Wednesday, February 9, 2011

Canada is Bilingual -- Why Not the U.S., Too?

I just returned from a mini-vacation in Montreal and Quebec City, Canada. While I kept struggling to get directions or negotiate payments in French, Montrealers in particular seemed to effortlessly move in and out of English and French, depending on the situation and persons involved. That was even true for some American friends who had moved to Montreal a few years ago and were working in a French-speaking environment. Even in Quebec City, where French is much more prevalent than in Montreal, our elderly host at the Bed and Breakfast where we stayed easily switched to English when he saw me struggling to understand him.

Given that everyone in Quebec learns both languages starting in elementary school and not infrequently encounters situations where he/she needs to use his/her non-dominant language that is not surprising. Since fluency in multiple languages is becoming increasingly important in a ever more globalized world, one wonders why it is so rare outside special circumstances such as officially bi-lingual countries. It seems to me that a similar strategy of early immersion in a second language could be replicated relatively easily at least in large U.S. cities, most of which have a rather significant Spanish-speaking population.

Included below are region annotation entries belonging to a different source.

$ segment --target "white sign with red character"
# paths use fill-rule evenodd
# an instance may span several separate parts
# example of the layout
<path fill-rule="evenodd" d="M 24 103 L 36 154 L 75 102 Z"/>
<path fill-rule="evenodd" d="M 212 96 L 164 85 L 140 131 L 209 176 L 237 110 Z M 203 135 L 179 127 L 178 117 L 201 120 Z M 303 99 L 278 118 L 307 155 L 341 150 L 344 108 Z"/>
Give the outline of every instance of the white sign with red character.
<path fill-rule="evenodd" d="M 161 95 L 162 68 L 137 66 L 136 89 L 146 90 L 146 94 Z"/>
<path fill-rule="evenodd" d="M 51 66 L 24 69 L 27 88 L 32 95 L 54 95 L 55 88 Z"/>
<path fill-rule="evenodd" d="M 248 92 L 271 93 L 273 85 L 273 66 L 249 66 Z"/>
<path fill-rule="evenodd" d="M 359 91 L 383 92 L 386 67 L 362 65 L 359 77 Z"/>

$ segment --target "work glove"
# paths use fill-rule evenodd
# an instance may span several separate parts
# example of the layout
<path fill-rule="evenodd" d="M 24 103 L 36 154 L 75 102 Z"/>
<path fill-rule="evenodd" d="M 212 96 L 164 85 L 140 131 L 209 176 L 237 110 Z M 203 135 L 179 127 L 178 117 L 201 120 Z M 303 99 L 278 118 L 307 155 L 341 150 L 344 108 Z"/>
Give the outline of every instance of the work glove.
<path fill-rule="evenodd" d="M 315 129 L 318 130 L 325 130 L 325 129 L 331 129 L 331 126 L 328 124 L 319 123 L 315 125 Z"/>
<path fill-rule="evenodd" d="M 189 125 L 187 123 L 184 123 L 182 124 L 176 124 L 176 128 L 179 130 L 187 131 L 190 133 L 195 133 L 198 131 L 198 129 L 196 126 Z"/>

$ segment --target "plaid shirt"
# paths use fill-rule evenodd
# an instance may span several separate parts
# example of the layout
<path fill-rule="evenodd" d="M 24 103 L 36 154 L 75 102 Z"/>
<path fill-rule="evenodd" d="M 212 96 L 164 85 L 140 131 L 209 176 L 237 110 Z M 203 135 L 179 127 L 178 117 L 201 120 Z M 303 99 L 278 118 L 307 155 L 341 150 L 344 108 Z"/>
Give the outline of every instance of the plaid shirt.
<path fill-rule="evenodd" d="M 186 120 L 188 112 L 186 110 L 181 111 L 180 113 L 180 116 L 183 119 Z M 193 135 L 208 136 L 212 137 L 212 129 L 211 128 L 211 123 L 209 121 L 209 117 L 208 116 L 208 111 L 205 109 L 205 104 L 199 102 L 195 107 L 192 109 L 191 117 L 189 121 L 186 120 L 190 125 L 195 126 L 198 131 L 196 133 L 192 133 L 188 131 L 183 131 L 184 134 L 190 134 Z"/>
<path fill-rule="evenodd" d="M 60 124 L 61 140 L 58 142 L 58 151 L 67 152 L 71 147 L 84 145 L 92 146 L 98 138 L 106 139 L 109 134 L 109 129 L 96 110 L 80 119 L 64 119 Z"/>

If children here in New York, for example, were to learn Spanish intensively starting in, say, third grade, and then were encouraged to use that knowledge in day-to-day interactions with the city's Spanish-speaking population, we could raise a bilingual generation. That would, of course, also require expanding access to Latino cultural contributions to the mainstream, selling Spanish-speaking newspapers everywhere and increasing Spanish-language programming on TV and radio.

My only problem with that scenario is that if I went to Quebec then, my Spanish would intrude into my French even more than it does now.